Reproducible: Always
Steps to Reproduce:
1. Install a bash shell from a Redhat 7.1 system.
2. Run 'emerge patch' or emerge some other package.
3.

Actual Results:  
Emerge would check the mdsums and unpack the package but it would finish there. It did not compile, install, or merge.

Expected Results:  
It should have continued to steps compiling, installing, and merging.

'emerge info' I think is not relevant here. However, it is included as an attachment.
(This affected portage 2.0.51.19 as well as 2.0.51.22)
Comment 1 Jim Brown 2005-06-11 08:55:22 UTC
Created attachment 61058 [details]
emerge info
Comment 2 Jakub Moc (RETIRED) gentoo-dev 2005-06-11 09:04:01 UTC
(In reply to comment #0)
> Steps to Reproduce:
> 1. Install a bash shell from a Redhat 7.1 system.
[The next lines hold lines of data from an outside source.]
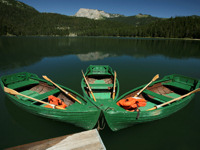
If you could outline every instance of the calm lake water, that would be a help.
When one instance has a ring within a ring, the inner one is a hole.
[[[120,95],[153,76],[182,74],[200,79],[200,41],[103,37],[1,37],[0,76],[16,72],[47,75],[82,94],[81,69],[110,65]],[[0,149],[84,131],[27,113],[0,89]],[[179,112],[154,122],[100,131],[107,149],[195,150],[200,138],[200,93]]]

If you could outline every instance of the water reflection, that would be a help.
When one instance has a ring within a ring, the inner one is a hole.
[[[199,58],[200,41],[97,38],[97,37],[1,37],[0,69],[34,64],[45,57],[76,55],[81,61],[114,56],[134,58],[162,55],[169,58]]]

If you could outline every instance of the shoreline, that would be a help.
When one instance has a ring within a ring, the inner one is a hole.
[[[0,35],[0,37],[113,37],[113,38],[144,38],[144,39],[165,39],[165,40],[191,40],[191,41],[200,41],[200,39],[193,38],[165,38],[165,37],[130,37],[130,36],[61,36],[61,35]]]

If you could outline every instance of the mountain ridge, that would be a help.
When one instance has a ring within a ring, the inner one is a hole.
[[[0,35],[200,39],[200,16],[158,18],[138,14],[95,20],[56,13],[41,13],[16,0],[0,0]]]
[[[106,13],[103,10],[97,10],[97,9],[80,8],[74,16],[99,20],[104,18],[115,18],[123,15]]]

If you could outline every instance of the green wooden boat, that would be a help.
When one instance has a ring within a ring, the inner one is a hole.
[[[163,79],[150,84],[139,95],[140,98],[147,100],[145,107],[139,107],[140,111],[130,112],[116,104],[121,99],[135,96],[144,86],[140,86],[123,94],[113,103],[102,103],[103,105],[107,105],[107,109],[103,110],[103,113],[111,130],[117,131],[134,124],[161,119],[175,113],[192,100],[194,93],[163,107],[154,110],[149,109],[183,96],[195,89],[199,91],[200,81],[181,75],[165,76]]]
[[[112,68],[108,65],[90,65],[85,72],[86,80],[91,87],[96,102],[84,80],[81,81],[81,88],[85,98],[89,99],[100,109],[106,109],[107,103],[113,102],[119,96],[119,82],[114,77]],[[115,97],[113,99],[113,88]],[[104,105],[105,104],[105,105]]]
[[[68,105],[65,109],[46,108],[46,104],[33,101],[20,95],[7,96],[13,103],[24,110],[50,119],[74,124],[84,129],[92,129],[100,116],[100,110],[90,101],[86,101],[81,95],[73,90],[59,85],[71,95],[76,97],[81,104],[61,92],[56,86],[49,81],[40,79],[37,75],[27,72],[16,73],[2,76],[0,80],[2,88],[7,87],[14,89],[20,94],[41,100],[48,103],[48,96],[54,95]]]

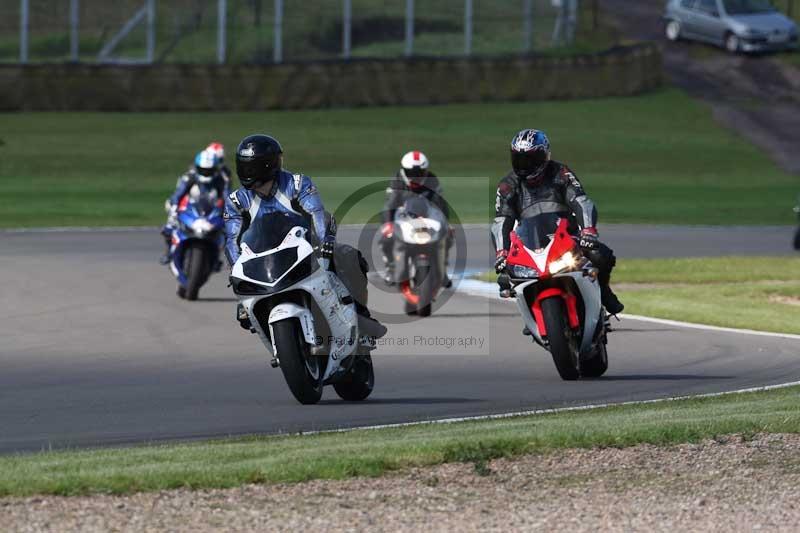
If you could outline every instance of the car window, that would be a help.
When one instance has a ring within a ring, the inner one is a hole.
[[[717,0],[699,0],[696,8],[703,13],[708,13],[709,15],[719,14],[719,10],[717,9]]]
[[[775,11],[769,0],[724,0],[725,12],[729,15],[749,15]]]

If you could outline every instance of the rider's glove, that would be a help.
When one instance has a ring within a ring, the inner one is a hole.
[[[498,250],[497,258],[494,261],[494,271],[498,274],[508,266],[508,250]]]
[[[319,247],[320,254],[324,259],[333,259],[333,249],[336,246],[336,238],[328,236],[325,237],[325,240],[322,241],[322,245]]]
[[[578,246],[584,250],[596,250],[600,241],[597,239],[597,230],[594,228],[583,228]]]

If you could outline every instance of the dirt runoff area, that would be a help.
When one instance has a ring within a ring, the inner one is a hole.
[[[800,435],[567,450],[382,478],[0,500],[4,531],[798,531]]]

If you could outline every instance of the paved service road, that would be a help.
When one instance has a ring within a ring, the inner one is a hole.
[[[620,255],[790,253],[791,228],[608,226]],[[343,240],[355,231],[343,228]],[[467,268],[491,259],[469,229]],[[277,433],[656,398],[800,380],[797,341],[625,320],[608,376],[562,382],[511,305],[455,294],[390,324],[361,404],[301,406],[233,320],[224,276],[174,295],[154,232],[0,233],[0,451]],[[634,246],[631,248],[631,246]],[[744,246],[742,243],[746,243]],[[744,247],[743,247],[744,246]],[[771,248],[774,246],[774,248]],[[669,253],[667,253],[669,252]],[[384,313],[397,295],[373,290]]]

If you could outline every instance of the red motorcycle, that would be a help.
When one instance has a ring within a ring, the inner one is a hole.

Huh??? Sorry, only Gentoo bugs go here, ask Red Hat why their bash from an
ancient and for ages unsupported distribution does not work with Gentoo portage.

> The real fix was to emerge bash - for some reason gentoo's bash is not
affected by this.

What a surprise... :)
Comment 3 Jim Brown 2005-06-11 13:40:57 UTC
It is a Portage bug. Portage should be able to work with different bash versions
and warn if the version of bash is too old. (As a side note, same version of
bash (2.04) but from a gentoo ebuild doesn't have this problem, so bash 2.04 is 
clearly not too "ancient".) Unless of course Portage requires gentoo bash
for gentoo-specific patches, but as far as I know this is not the case.
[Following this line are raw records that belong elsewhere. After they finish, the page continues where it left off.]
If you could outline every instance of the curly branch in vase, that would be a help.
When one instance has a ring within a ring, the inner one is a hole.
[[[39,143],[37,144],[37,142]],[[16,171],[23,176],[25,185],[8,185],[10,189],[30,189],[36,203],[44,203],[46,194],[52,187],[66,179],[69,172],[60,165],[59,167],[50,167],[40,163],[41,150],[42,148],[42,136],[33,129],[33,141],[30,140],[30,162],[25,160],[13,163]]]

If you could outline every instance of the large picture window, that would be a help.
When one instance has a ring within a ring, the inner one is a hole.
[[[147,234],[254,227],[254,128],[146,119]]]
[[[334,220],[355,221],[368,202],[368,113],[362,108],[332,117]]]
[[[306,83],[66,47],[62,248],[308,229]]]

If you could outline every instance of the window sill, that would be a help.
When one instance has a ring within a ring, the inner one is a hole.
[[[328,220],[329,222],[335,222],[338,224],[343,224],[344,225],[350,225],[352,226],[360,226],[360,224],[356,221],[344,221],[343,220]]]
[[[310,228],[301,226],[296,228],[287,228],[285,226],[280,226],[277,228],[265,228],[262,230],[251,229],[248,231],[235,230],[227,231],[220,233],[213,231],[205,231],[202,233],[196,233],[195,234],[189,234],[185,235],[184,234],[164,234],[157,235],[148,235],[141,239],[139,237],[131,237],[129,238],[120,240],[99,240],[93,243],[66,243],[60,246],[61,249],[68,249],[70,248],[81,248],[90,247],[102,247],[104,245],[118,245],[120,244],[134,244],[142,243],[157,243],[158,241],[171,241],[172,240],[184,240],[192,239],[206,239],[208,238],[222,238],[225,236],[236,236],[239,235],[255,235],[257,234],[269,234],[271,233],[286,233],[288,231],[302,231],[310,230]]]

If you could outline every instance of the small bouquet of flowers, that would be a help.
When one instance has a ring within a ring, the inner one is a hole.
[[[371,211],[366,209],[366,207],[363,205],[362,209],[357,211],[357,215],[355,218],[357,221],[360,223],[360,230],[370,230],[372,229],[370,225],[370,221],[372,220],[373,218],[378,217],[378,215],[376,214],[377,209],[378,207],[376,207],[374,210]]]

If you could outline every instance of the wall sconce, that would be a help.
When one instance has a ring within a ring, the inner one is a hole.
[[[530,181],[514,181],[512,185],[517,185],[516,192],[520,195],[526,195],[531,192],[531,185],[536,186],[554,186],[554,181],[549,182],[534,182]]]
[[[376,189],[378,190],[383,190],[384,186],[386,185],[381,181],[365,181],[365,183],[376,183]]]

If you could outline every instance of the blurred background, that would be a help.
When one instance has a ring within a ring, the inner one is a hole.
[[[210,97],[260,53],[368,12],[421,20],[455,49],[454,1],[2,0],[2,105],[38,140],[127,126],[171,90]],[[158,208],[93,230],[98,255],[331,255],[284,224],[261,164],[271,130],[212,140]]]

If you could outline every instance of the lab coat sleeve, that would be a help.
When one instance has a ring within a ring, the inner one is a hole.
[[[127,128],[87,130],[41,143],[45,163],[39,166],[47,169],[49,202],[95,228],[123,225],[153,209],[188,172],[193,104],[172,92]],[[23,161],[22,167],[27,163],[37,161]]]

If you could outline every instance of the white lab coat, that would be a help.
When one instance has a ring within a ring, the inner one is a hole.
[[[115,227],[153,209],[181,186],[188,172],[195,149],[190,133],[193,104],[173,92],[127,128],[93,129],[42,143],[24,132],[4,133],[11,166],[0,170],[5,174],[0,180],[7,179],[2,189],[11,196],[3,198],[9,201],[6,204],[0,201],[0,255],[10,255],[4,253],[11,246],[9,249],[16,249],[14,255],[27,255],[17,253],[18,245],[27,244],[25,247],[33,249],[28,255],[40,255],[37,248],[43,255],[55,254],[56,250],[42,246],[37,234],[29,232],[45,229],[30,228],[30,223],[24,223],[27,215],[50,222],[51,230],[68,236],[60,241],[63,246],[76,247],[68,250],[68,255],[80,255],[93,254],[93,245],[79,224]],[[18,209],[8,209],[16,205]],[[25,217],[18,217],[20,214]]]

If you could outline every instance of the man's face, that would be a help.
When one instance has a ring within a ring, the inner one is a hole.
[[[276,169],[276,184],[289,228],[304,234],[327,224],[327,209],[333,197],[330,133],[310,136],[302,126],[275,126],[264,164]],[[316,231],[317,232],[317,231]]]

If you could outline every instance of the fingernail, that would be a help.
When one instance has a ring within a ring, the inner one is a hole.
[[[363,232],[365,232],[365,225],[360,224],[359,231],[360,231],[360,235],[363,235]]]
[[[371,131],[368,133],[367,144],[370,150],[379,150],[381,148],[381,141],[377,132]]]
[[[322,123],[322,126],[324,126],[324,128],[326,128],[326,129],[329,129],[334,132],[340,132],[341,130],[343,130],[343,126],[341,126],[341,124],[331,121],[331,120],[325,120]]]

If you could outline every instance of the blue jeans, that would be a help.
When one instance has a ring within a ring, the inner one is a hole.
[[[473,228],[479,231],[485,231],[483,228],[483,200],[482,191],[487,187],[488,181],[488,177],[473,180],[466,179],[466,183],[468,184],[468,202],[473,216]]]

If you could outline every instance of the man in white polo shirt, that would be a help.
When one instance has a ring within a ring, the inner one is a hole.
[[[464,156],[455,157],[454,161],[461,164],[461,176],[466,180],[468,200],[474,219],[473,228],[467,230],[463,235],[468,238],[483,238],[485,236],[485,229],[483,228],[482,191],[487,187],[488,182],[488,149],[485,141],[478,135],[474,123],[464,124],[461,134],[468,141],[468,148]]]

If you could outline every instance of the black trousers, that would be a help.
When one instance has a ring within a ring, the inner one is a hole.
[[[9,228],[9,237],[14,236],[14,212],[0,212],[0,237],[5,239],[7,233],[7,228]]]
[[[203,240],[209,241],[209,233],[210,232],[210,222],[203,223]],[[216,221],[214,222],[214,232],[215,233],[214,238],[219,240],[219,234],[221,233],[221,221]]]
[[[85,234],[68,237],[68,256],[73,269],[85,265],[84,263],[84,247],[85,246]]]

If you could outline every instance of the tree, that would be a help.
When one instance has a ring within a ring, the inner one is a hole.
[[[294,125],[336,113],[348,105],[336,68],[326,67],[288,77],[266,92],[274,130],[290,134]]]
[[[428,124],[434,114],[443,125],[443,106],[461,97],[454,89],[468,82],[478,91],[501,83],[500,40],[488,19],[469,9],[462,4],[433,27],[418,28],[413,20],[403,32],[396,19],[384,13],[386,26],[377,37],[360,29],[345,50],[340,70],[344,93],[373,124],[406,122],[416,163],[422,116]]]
(Sorry for pointing out the obvious, but 'emerge bash' won't do the trick on
such a system either - that would silently fail before bash could be installed.)
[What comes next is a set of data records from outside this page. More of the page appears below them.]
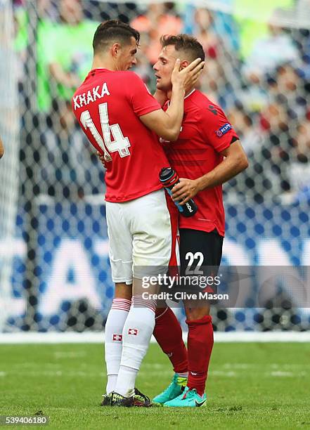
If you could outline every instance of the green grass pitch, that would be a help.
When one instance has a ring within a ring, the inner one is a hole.
[[[207,406],[192,409],[100,407],[105,378],[98,344],[0,345],[0,415],[41,410],[50,417],[46,429],[310,428],[309,344],[215,344]],[[151,344],[138,388],[153,396],[172,375]]]

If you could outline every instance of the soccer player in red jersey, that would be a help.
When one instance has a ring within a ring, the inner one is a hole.
[[[186,34],[165,36],[161,42],[162,50],[153,68],[155,97],[163,105],[165,100],[170,100],[176,58],[181,59],[181,67],[186,67],[196,58],[205,59],[205,55],[201,44]],[[169,103],[166,102],[165,108]],[[178,139],[164,145],[171,167],[181,178],[172,190],[173,199],[184,204],[194,197],[198,206],[194,216],[179,217],[181,274],[190,273],[187,271],[198,265],[205,275],[211,275],[212,268],[214,276],[221,262],[225,229],[221,185],[246,169],[247,157],[221,107],[194,87],[185,96]],[[213,347],[210,306],[207,301],[183,302],[188,326],[188,356],[172,310],[157,310],[154,334],[176,372],[169,386],[153,400],[164,406],[201,406],[207,399],[205,386]],[[188,378],[183,391],[186,370]]]
[[[141,293],[141,267],[167,266],[172,252],[170,216],[158,180],[168,162],[155,133],[169,141],[178,137],[185,89],[203,67],[198,60],[180,70],[176,62],[171,105],[164,111],[142,80],[128,71],[136,64],[138,41],[138,32],[120,21],[101,24],[93,37],[92,70],[72,100],[81,127],[106,162],[115,296],[105,325],[110,395],[103,404],[124,406],[150,404],[146,396],[135,396],[134,388],[155,325],[155,301],[143,299]]]
[[[2,158],[2,157],[4,156],[4,147],[2,143],[1,138],[0,137],[0,158]]]

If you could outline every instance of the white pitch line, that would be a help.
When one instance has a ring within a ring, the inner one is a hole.
[[[185,340],[187,334],[183,332]],[[103,344],[103,332],[1,333],[0,344]],[[309,332],[216,332],[215,342],[310,342]],[[152,343],[156,341],[152,337]]]

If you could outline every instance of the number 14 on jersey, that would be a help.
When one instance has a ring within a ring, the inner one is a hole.
[[[85,130],[89,129],[98,145],[103,150],[106,161],[112,161],[110,153],[117,151],[120,154],[120,157],[128,157],[130,155],[129,150],[130,146],[129,139],[124,137],[120,124],[110,125],[108,103],[100,104],[98,108],[102,136],[96,128],[89,110],[84,110],[81,114],[80,120]],[[111,133],[114,138],[113,141],[111,141]]]

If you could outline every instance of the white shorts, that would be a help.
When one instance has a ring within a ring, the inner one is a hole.
[[[122,203],[106,202],[109,255],[114,282],[141,278],[135,267],[168,266],[172,226],[164,190]]]

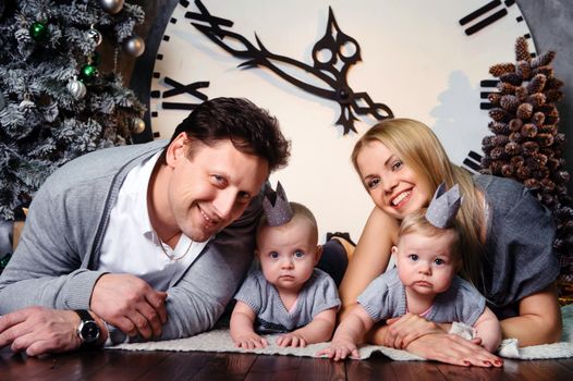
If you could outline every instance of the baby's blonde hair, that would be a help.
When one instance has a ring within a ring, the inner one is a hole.
[[[302,204],[298,204],[298,202],[289,202],[289,204],[291,205],[291,209],[292,209],[293,216],[292,216],[292,219],[289,222],[286,222],[285,224],[283,224],[283,225],[269,226],[269,224],[267,222],[267,216],[263,214],[263,217],[260,218],[260,221],[259,221],[259,223],[257,225],[257,247],[258,247],[258,239],[259,239],[259,236],[260,236],[260,232],[264,229],[281,229],[283,226],[292,226],[293,224],[298,223],[300,221],[307,221],[308,222],[308,224],[310,226],[310,230],[309,230],[308,234],[312,236],[312,238],[314,241],[318,242],[318,224],[316,222],[315,214],[313,214],[310,209],[308,209],[307,207],[305,207]]]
This is easy enough to work around - as I explained, one merely needs to edit
ebuild.sh to strip the shell functions and read-only variables from the
temp environment file. (The code I used didn't work correctly, it sometimes
mangled other environment variables. That's the only reason I emerged gentoo's
bash.)
Comment 4 Jakub Moc (RETIRED) gentoo-dev 2005-06-11 14:12:23 UTC
Portage explicitly depends on >=bash-2.05a and is not designed to run on RH 7.1.
That
Comment 5 Jakub Moc (RETIRED) gentoo-dev 2005-06-11 14:12:23 UTC
Portage explicitly depends on >=bash-2.05a and is not designed to run on RH 7.1.
That´s about it. 
Comment 6 Jason Stubbs (RETIRED) gentoo-dev 2005-06-17 10:28:22 UTC
You're using an unsupported configuration so you're really on your own, but 
try to have all the dependencies that portage requires (such as >=bash-2.05a) 
before reopening and/or opening any other bug reports.